Why do we care so much about so many things? I was always taught that I need to watch the news, do our chores, make it onto the high honor roll, be a leader on my sports team, and the list goes on. There are so many freaking things that we are told we need to care about, and I don’t fully understand the original meaning behind that command.
Were we told to worry and care about this excessively long list of things for the fear of us not worrying about anything at all? I feel like that would be the last thing that would happen. It’s a very natural tendency to care about things. As humans, we constantly search for meaning in our lives with a deeply-embedded desire to leave the world a better place than when we were on it.
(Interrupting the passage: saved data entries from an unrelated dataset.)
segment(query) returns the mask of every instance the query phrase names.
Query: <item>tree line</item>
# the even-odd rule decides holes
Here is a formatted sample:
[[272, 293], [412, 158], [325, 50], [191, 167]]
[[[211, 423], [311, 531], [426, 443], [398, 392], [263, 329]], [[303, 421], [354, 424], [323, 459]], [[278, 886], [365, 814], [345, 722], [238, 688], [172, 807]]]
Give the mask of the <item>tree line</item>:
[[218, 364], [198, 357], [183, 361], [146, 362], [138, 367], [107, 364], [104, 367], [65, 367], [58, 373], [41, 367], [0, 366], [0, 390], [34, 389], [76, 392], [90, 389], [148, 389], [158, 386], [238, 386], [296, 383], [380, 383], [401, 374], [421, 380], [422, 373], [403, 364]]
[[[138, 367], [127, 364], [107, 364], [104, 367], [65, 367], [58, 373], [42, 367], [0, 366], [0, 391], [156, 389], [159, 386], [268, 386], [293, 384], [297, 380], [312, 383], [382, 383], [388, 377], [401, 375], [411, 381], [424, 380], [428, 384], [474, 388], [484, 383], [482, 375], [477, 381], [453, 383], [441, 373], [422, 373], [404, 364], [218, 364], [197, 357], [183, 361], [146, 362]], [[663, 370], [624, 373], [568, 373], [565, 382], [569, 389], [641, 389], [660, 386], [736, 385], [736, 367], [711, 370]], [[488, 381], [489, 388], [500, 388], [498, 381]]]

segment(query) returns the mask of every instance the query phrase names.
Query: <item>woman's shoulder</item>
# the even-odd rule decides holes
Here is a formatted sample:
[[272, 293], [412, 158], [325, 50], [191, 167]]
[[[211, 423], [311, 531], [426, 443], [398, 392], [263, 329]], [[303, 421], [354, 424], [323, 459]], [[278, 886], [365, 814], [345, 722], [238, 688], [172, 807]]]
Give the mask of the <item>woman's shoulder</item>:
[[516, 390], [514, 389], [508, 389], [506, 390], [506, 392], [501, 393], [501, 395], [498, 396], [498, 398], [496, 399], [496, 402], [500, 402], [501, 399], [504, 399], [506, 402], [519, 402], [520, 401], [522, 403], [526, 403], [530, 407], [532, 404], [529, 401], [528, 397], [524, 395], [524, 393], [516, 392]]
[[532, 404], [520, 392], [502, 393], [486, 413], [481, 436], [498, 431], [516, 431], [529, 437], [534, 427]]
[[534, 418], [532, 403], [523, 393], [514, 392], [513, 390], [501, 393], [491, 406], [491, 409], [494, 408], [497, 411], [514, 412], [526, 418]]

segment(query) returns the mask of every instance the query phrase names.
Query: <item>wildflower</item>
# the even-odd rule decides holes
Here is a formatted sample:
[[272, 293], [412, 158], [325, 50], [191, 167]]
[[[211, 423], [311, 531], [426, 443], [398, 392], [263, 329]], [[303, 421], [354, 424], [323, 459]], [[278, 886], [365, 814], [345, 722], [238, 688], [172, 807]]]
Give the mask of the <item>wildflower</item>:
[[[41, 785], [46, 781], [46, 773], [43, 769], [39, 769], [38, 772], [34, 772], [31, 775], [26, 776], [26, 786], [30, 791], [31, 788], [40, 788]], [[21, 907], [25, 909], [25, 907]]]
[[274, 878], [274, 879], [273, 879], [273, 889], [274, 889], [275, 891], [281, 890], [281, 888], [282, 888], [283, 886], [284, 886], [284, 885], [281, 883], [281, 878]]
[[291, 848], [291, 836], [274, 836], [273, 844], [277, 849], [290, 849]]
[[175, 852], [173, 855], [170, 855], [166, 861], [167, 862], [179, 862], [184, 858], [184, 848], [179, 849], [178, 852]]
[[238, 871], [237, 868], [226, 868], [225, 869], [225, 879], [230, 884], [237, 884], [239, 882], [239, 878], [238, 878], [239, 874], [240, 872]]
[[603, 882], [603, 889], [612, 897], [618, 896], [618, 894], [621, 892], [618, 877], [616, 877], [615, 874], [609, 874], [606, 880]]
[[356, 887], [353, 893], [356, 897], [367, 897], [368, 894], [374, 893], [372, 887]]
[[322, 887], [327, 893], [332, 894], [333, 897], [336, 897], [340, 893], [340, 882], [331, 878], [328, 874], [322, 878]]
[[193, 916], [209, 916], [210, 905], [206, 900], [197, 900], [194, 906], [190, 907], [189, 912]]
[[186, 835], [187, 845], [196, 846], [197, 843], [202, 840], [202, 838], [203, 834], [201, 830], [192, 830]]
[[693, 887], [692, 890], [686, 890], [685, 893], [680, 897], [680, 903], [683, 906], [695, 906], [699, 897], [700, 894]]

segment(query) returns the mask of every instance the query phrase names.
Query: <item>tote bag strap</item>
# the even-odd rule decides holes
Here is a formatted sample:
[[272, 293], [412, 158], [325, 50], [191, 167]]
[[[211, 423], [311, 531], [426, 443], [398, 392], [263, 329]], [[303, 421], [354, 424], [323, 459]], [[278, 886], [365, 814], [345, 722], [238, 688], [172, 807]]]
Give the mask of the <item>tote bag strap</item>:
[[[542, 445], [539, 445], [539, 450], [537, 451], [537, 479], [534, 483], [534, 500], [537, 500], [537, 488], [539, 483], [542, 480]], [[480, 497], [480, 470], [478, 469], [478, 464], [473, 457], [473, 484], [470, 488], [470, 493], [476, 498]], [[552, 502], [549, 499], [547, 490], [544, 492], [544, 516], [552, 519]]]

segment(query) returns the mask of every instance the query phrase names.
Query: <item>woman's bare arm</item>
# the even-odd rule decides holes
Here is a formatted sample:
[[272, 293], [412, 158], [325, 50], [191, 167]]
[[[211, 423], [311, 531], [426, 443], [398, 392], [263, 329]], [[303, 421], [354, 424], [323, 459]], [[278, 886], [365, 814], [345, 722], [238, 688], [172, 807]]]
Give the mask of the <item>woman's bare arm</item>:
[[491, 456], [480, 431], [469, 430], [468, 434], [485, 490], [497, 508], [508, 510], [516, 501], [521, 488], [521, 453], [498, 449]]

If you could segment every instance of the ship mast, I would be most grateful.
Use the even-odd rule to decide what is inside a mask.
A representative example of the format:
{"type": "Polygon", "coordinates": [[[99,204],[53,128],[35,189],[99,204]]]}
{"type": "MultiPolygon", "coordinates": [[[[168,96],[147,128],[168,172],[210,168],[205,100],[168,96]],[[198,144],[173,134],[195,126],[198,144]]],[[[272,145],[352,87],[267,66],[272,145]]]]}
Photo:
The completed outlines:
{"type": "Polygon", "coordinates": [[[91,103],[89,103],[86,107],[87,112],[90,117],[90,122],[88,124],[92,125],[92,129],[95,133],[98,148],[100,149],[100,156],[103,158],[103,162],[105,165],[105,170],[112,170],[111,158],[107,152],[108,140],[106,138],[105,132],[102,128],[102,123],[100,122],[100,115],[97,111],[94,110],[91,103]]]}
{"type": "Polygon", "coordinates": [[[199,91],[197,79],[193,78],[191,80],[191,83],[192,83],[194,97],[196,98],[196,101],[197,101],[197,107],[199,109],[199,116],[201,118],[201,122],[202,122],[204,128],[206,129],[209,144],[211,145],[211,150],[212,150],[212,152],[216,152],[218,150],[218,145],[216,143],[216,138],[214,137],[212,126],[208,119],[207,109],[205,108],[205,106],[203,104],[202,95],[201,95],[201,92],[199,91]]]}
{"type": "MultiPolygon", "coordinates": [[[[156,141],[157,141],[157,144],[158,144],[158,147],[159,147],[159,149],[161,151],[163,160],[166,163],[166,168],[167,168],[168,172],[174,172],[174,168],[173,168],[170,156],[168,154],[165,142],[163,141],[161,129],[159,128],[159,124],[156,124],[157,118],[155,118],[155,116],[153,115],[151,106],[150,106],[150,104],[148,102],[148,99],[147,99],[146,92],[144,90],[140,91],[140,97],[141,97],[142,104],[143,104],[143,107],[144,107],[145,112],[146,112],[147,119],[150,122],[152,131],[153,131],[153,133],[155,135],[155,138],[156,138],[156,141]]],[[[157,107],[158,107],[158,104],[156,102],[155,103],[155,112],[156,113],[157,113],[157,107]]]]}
At least you think this way if you are a Theory Y individual like me.
Anyway, I’ve been sitting in my hotel the past few nights on a business trip and I’ve obviously had plenty of time to think. I’ve had recurring thoughts about myself, my lifestyle, my purpose. With all of this I’ve had a difficult time relaxing and watching television, and I’ve had a hard time dealing with the fact that I have to eat out of delivery boxes with no way to exercise with weights. It’s not how I like to regularly live my life. This stresses me out if I’m being honest. I need my schedules, my gym, my kitchen, my books, my routines. At least I think I need it…
But while I was driving back from work with the man who has been teaching and mentoring me on this trip, I remembered a book I read by Dale Carnegie: How to Stop Worrying and Start Living. It basically gives you a plethora of examples showing you the detriment of living in worry and the benefit of living without. It’s beautiful really, especially when you actually take his advice.
So here I am, for the fourth night in a row, sitting alone in a hotel room. I ate out at yet another restaurant, and I am without a proper fitness facility. The difference is that instead of worrying about how my life isn’t in my practical routine, I believe that everything is fine. In fact, I know that everything is fine. I’m perfectly comfortable watching a mediocre movie, in my mediocre bed, eating a mediocre snack, because everything is fine if I choose it to be.
With this thought stirring around, I thought back to my week. Why did I care so much? Why did I care so much about not being able to lift weights, cook my healthy food, and sleep in my own bed? I’m not always going to be on the move. I’m not always going to be in this same hotel room. It’s so temporary it’s a freaking joke. So why did I worry as if it was permanent? Even if it was permanent, I’d find a way around it. I’d find the healthy restaurants around me and join a gym for a month or so. It would be totally fine, because I would make it so.
So the answer is clear. Don’t panic. Don’t worry. Stop caring so much. Things may not be the exact way you wish them to be at the moment, but they will be. This too shall pass, and life will be the way it needs to be. The present moment is exactly as it was planned to be, and all we can do is accept it, be at peace with it, and be happy during it.